Department of Veterans Affairs whistleblower Joseph Colon wants to know why Democratic Sen. Richard Blumenthal is siding with unions and shoving aside accountability for veterans.
The backdrop for the letter is a rush vote held Wednesday in the Senate.
Sen. Marco Rubio brought the 2015 VA Accountability Act to the Senate floor in an attempt to push the legislation through quickly, but Blumenthal blocked the up-or-down vote, a move unsurprising given Blumenthal’s view that accountability is achievable without busting unions.(RELATED: Democratic Sen Blocks Rush Vote To Pass VA Accountability Legislation)
But Colon, a whistleblower who reported patient care concerns to his superior and was subsequently fired from the VA health care system in San Juan, thinks Blumenthal’s move is offensive to veterans.
In a letter sent Thursday, Colon reprimanded Blumenthal for siding with the American Federation of Government Employees (AFGE), a union of government employees which Colon says has done more to block accountability at the VA than any other group. (RELATED: Veteran Community Backs New Accountability Bill, But This Union Of Govt Employees Stands In The Way)
“I truly find it offensive that you would stand up and side with the Union and the status quo that the Union provides, and you seem to not want accountability for the people that retaliated against me and other Whistleblowers,” Colon wrote to Blumenthal.
Blumenthal has insisted he doesn’t oppose accountability at the VA at all—he just disagrees with the VA Accountability Act as a means for achieving that goal. Further, he recently wrote a letter to the Department of Justice asking the agency to conduct a criminal investigation of senior VA executives. (RELATED: Top Veterans’ Democrat Wants DOJ To Investigative VA Execs)
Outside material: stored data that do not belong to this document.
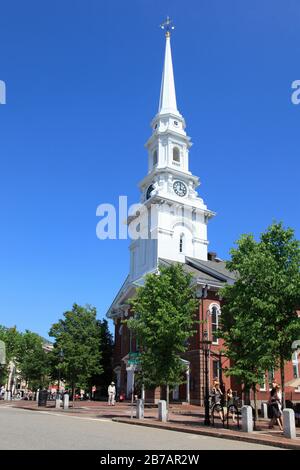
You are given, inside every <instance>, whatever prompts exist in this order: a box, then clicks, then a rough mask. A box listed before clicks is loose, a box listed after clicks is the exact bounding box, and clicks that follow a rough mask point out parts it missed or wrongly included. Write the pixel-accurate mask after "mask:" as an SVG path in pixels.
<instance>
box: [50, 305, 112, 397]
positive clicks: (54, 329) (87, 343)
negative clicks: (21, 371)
mask: <svg viewBox="0 0 300 470" xmlns="http://www.w3.org/2000/svg"><path fill="white" fill-rule="evenodd" d="M49 336H51V337H54V338H55V343H54V348H53V351H52V353H51V356H52V358H51V359H52V364H53V366H54V372H53V375H54V377H55V375H56V377H55V378H57V376H58V369H59V368H60V370H61V378H63V379H64V380H66V381H67V382H68V383H69V384H70V385H71V386H72V388H73V390H74V388H75V387H76V386H81V387H87V386H89V381H90V378H91V377H92V376H93V375H94V374H100V373H102V372H103V368H102V365H101V351H100V348H99V345H100V342H101V328H99V324H98V323H97V319H96V309H95V308H94V307H91V306H85V307H81V306H80V305H77V304H74V305H73V308H72V310H70V311H67V312H65V313H64V314H63V318H62V319H60V320H59V321H58V322H57V323H54V324H53V325H52V327H51V329H50V331H49ZM61 351H62V353H63V356H61V355H60V352H61Z"/></svg>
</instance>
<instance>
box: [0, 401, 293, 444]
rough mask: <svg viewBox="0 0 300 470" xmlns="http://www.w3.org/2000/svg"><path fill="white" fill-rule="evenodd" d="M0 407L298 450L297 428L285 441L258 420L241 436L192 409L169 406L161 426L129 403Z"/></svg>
mask: <svg viewBox="0 0 300 470" xmlns="http://www.w3.org/2000/svg"><path fill="white" fill-rule="evenodd" d="M1 405H6V406H12V407H14V408H22V409H28V410H34V411H50V412H51V411H53V412H56V413H62V414H69V415H72V416H88V417H89V418H94V419H97V418H107V419H112V420H113V421H117V422H121V423H126V424H134V425H138V426H148V427H156V428H160V429H168V430H172V431H181V432H187V433H192V434H201V435H206V436H211V437H218V438H224V439H233V440H240V441H246V442H252V443H257V444H264V445H270V446H275V447H282V448H286V449H298V450H300V428H297V439H287V438H285V437H283V434H282V432H281V431H280V430H279V429H278V427H277V426H276V427H275V428H274V429H269V428H268V420H265V419H259V420H258V422H257V426H256V430H255V431H254V432H253V433H244V432H242V431H241V430H238V429H237V426H236V425H234V424H232V422H231V423H229V429H227V428H226V427H225V428H224V427H223V426H222V423H221V421H220V418H218V417H217V416H216V418H215V426H214V427H212V426H204V410H203V408H200V407H199V406H193V405H170V410H169V421H168V422H167V423H162V422H160V421H158V420H157V414H158V411H157V406H155V405H150V406H147V405H146V407H145V412H144V416H145V419H144V420H137V419H136V418H135V406H133V407H131V405H130V403H128V402H127V403H116V405H115V406H108V404H107V403H106V402H88V401H82V402H80V401H78V402H77V401H76V402H75V403H74V407H73V404H72V402H71V403H70V405H71V406H70V408H69V409H68V410H63V409H62V408H61V409H57V408H55V402H48V403H47V406H46V407H38V406H37V403H36V402H34V401H25V400H19V401H12V402H4V401H1V402H0V406H1ZM131 416H132V418H131Z"/></svg>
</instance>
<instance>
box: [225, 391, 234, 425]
mask: <svg viewBox="0 0 300 470" xmlns="http://www.w3.org/2000/svg"><path fill="white" fill-rule="evenodd" d="M226 399H227V413H228V412H229V411H228V410H229V407H230V406H232V408H231V410H232V411H231V416H232V422H233V423H235V422H236V421H235V413H234V408H233V405H234V401H233V392H232V389H231V388H229V389H228V390H227V393H226Z"/></svg>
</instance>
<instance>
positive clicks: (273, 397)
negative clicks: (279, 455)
mask: <svg viewBox="0 0 300 470" xmlns="http://www.w3.org/2000/svg"><path fill="white" fill-rule="evenodd" d="M281 396H282V395H281V390H280V386H279V385H277V384H276V386H275V387H273V388H272V390H271V393H270V398H269V406H270V418H271V419H270V422H269V428H270V429H272V428H273V427H274V424H276V422H277V424H278V426H279V429H280V430H281V431H282V410H281Z"/></svg>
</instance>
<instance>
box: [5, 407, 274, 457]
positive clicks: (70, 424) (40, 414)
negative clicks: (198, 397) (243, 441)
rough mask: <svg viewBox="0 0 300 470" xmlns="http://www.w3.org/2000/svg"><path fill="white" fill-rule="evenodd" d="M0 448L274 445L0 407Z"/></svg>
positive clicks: (64, 449) (112, 447) (94, 419)
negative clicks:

“Senator Blumenthal has repeatedly called for criminal investigation of VA wrongdoing by the Department of Justice and stronger measures holding accountable VA employees, and he will continue to do so,” Josh Zembik, communications director for Blumenthal, told The Daily Caller News Foundation. “Rather than help whistleblowers, Sen. Rubio’s bill lacks adequate protections for them, increasing the risk of retaliation when they report wrongdoing. Senator Blumenthal has offered legislation that has stronger protections for whistleblowers, and imposes more enforceable accountability provisions. As Ranking Member, he continues to work on bipartisan legislation for accountability at the VA, and he will seek to meet with Mr. Colon to discuss the points he raised.”
According to Colon, the VA Accountability Act is a shot at fixing systemic problems in the department and adding real accountability, which both the VA and the VA inspector general have failed to provide. And in Colon’s case, unions haven’t helped, either.
“When I filed my Office of Special Counsel Claim, after telling our local Union President on multiple occasions, to not to file a grievance, he still did,” Colon said. “It almost wiped out my OSC claim, I believe the reason he did it was to protect Mr. DeWayne Hamlin, because a union grievance stays in house with no accountability but an OSC claim is handled outside the local agency with a possibility of accountability.”
In the case of Dr. Chris Kirkpatrick, a psychologist and whistleblower from Tomah who committed suicide, the local union told Kirkpatrick that while he should never have been retaliated against, the proper course of action was just to “stick it out.”
“The Union is embedded everywhere and they will do anything to prevent true accountability from happening,” Colon wrote.
AFGE, however, has argued that the legislation actually decreases protection for whistleblowers, and that trying to aggressively fire employees to reach a solution makes no sense. Additionally, AFGE thinks that the legislation strips employees of due process rights from all employees—not just senior executives. This would result in more retaliation against whistleblowers, and it would also discourage more whistleblowers from coming forward to report their concerns.
GOP Rep. Jeff Miller, chairman of the House Veterans’ Affairs Committee, complained that unions have a “stranglehold” on the department and its leadership, making it virtually impossible to discipline or fire workers.
But even if the legislation were to pass the Senate, President Barack Obama has promised to veto the legislation, just as he vetoed the defense budget bill.